Right-wing pundits and some Republican lawmakers have lashed out at Democrats in Congress for criticizing Trump's decision to carry out a military drone strike that killed Iranian military commander Qassem Soleimani after he arrived in Iraq on January 3. The original poster of the image, whose Twitter handle is @D0wn_Under, shared similar frustrations with his tweet.

"The corrupted Dems trying their best to come to the Ayatollah's rescue," the Twitter user wrote, sharing the doctored image.

Newsweek has reached out to @D0wn_Under, Pelosi, Schumer and the White House for comment.

In a follow-up tweet, Trump wrote: "The Democrats and the Fake News are trying to make terrorist Soleimani into a wonderful guy, only because I did what should have been done for 20 years."

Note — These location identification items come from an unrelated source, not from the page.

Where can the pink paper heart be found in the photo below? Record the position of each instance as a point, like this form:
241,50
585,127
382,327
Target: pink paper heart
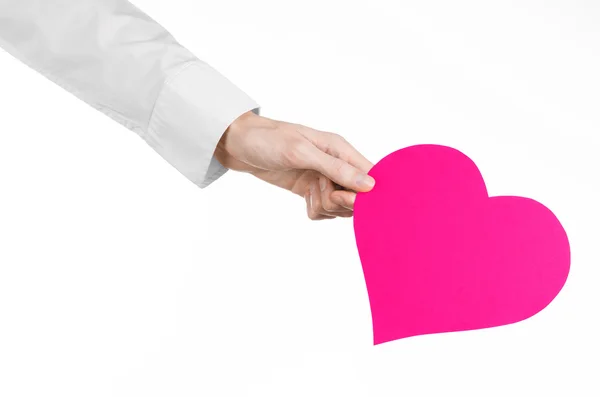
439,255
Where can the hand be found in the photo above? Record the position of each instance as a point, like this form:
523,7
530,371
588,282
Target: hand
320,166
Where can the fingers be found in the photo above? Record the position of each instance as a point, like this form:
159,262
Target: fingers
344,199
337,170
317,200
336,146
327,189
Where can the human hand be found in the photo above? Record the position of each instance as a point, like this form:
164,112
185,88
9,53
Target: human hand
320,166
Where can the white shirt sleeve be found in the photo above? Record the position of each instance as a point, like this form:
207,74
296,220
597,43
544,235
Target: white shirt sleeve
116,58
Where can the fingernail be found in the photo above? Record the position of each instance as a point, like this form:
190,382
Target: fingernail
365,181
322,184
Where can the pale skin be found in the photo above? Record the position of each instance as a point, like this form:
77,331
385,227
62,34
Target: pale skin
320,166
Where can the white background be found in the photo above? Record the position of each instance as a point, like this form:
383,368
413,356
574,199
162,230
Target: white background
118,277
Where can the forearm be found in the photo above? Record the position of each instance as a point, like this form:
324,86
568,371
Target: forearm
120,61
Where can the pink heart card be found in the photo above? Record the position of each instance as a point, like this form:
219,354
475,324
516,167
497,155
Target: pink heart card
439,255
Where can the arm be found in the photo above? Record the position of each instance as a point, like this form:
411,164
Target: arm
117,59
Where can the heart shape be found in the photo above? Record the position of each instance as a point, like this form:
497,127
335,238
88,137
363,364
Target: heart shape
440,255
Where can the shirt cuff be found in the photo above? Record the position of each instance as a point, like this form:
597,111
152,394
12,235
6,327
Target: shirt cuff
192,112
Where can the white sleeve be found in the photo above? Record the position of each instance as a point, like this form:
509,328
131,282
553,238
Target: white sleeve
116,58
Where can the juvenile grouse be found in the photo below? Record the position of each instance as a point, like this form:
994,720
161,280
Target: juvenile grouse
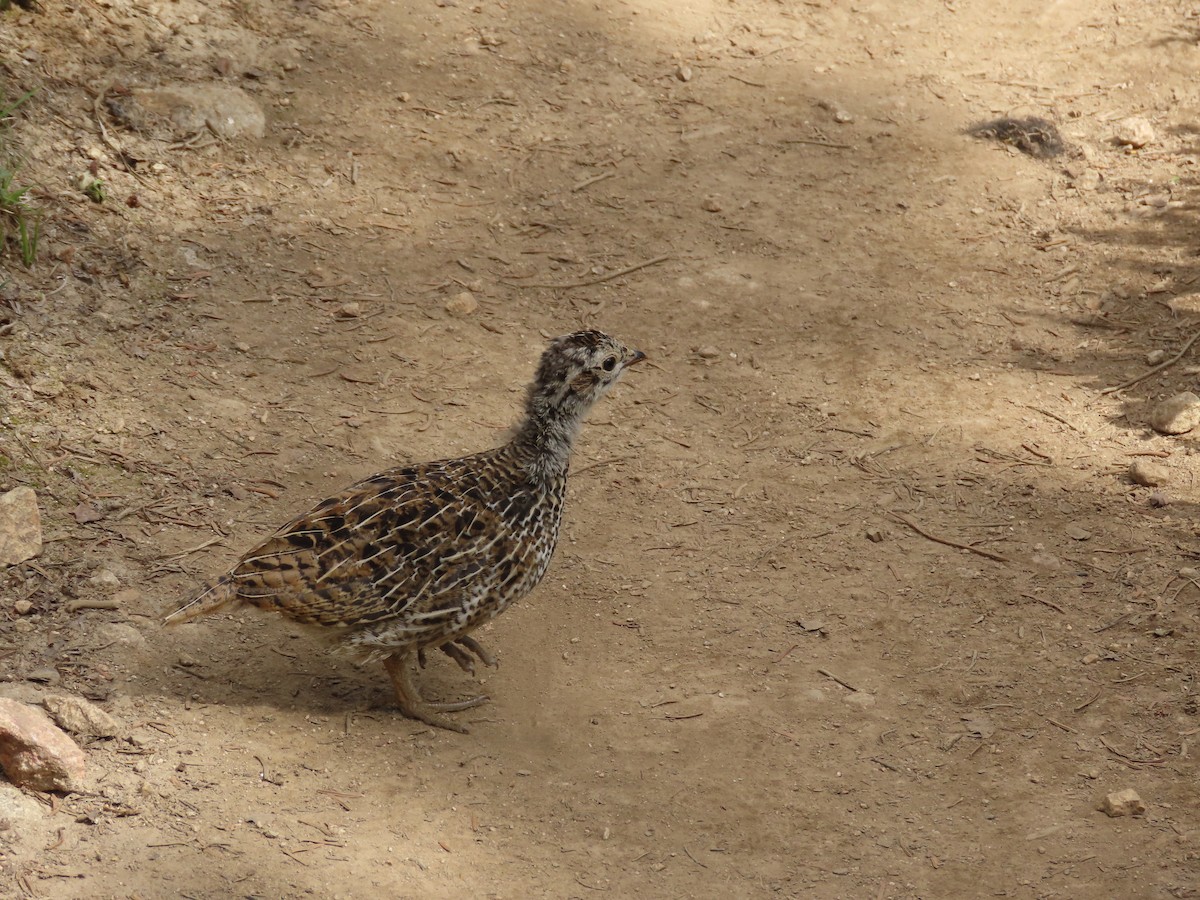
420,556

"It is unconscionable that an American president would mock Islam and Muslims in such a derogatory manner," Ibrahim Hooper, national communications director for the Council on American-Islamic Relations (CAIR), the nation's largest Muslim civil rights and advocacy organization, told Newsweek in an emailed statement.

"This type of bigoted message promoted by the President of the United States will serve to further endanger American Muslims, Sikhs and members of other faiths who wear recognizable religious attire," he warned.

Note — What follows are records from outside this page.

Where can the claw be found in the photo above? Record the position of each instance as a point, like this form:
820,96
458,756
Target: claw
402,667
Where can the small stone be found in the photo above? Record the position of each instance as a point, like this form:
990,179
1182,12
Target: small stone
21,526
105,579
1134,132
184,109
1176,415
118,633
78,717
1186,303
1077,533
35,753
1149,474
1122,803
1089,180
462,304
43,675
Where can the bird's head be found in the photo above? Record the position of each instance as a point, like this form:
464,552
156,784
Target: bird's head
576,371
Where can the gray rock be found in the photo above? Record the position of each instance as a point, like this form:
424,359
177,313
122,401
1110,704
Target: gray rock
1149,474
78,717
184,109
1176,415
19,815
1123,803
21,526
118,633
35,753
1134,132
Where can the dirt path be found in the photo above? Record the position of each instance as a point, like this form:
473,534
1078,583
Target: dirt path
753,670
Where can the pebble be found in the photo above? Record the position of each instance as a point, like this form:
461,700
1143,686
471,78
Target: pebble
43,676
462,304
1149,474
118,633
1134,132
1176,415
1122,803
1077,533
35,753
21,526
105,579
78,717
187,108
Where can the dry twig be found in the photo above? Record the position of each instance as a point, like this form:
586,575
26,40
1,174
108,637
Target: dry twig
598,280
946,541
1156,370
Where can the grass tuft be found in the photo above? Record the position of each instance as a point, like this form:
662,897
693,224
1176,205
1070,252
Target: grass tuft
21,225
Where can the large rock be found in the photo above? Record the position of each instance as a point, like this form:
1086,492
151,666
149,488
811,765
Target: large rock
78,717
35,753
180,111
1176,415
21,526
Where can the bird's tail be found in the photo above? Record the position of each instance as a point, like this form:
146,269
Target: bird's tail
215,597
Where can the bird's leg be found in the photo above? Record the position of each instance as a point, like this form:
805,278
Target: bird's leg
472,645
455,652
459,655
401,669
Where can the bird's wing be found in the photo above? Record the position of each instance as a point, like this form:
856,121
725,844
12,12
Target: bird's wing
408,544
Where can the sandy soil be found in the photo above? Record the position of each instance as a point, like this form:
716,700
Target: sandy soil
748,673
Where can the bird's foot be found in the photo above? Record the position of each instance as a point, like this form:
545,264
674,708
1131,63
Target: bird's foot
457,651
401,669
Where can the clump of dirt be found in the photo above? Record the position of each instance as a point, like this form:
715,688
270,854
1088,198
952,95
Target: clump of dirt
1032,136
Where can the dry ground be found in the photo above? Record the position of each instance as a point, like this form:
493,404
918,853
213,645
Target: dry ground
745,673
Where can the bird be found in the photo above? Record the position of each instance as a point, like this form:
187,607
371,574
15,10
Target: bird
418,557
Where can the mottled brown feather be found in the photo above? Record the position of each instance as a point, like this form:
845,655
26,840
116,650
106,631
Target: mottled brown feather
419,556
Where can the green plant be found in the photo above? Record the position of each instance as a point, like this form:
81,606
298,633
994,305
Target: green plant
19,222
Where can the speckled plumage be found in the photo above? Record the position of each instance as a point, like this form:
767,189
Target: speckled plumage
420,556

Defending the president's retweet in an interview with Fox News, White House Press Secretary Stephanie Grisham said: "The president is making clear the Democrats are parroting Iranian talking points and almost taking the side of terrorists and those out to kill Americans."

Others strongly criticized the president's decision to share the image with his more than 70 million Twitter followers.

"The President of the United States is engaging in hate speech against an entire religion. And because he is President, it is in our name. It is on all of us - especially our elected officials- to demand that it stop," Dana Shell Smith, the former U.S. ambassador to Qatar tweeted. "And to demand that @Twitter put an end to it."

"Why the actual hell is the president of the United States using the way I and millions of other Americans dress and the religious beliefs that We hold as a slur," Libyan-American Twitter user Hend Amry, who describes herself as a "citizen and refugee" wrote. "This absolutely must be condemned by congressional lawmakers on both sides of the aisle."

"I'm sure everyone who said Omar was making remarks tinged with anti-Semitism will immediately condemn Trump's anti-Muslim retweet," journalist Glenn Fleishman tweeted. He was referencing previous controversies, when Democratic Representative Ilhan Omar of Minnesota was accused by many Republicans, and some Democrats, of making anti-semitic remarks.

Radio host and columnist Dean Obeidallah responded to @D0wn_Under's original tweet, noting that Trump has banned Iranian's from obtaining visas to the U.S.

"Trump cares sooooo much about Iranians that he has banned them ALL From America," he tweeted. "In fact 14 Iranian families are suing the Trump administration for the hardships and 'unbearable burdens' they've experienced stemming from Trump's travel ban."

Democrats, and some Republicans, have strongly criticized Trump's decision to take out an official of a sovereign government. Some have argued that the strike on the Iranian commander has made Americans "less safe," while others have said that there was no legal justification, calling Soleimani's killing an "assasination."

Pelosi and Schumer
Speaker of the House Nancy Pelosi (D-California) and Senate Minority Leader Chuck Schumer (D-New York) look on at a press conference at the U.S. Capitol on November 12 in Washington, D.C. Drew Angerer/Getty

Trump and his administration have argued that there was an "imminent" threat targeting Americans, but the president and other top officials have struggled to maintain a consistent narrative. While Trump said he believed four U.S. embassies would be targeted, Defense Secretary Mark Esper told CBS News' Face the Nation on Sunday that he "didn't see" specific intelligence with that information. Secretary of State Mike Pompeo has argued that the threat was "imminent" but said he didn't know "where" or "when" it would take place, which many critics have pointed out does not match the definition of "imminent."

Last week, Democrats in the House of Representatives, joined by three Republicans and one independent, voted to censure Trump's ability to carry out acts of war against Iran. Democratic presidential candidate Senator Bernie Sanders, an independent from Vermont, and Republican Senator Mike Lee of Utah have put forward similar bipartisan legislation in the Senate.

This article has been updated with a comment the White House press secretary made on Fox News when asked about the president's retweet.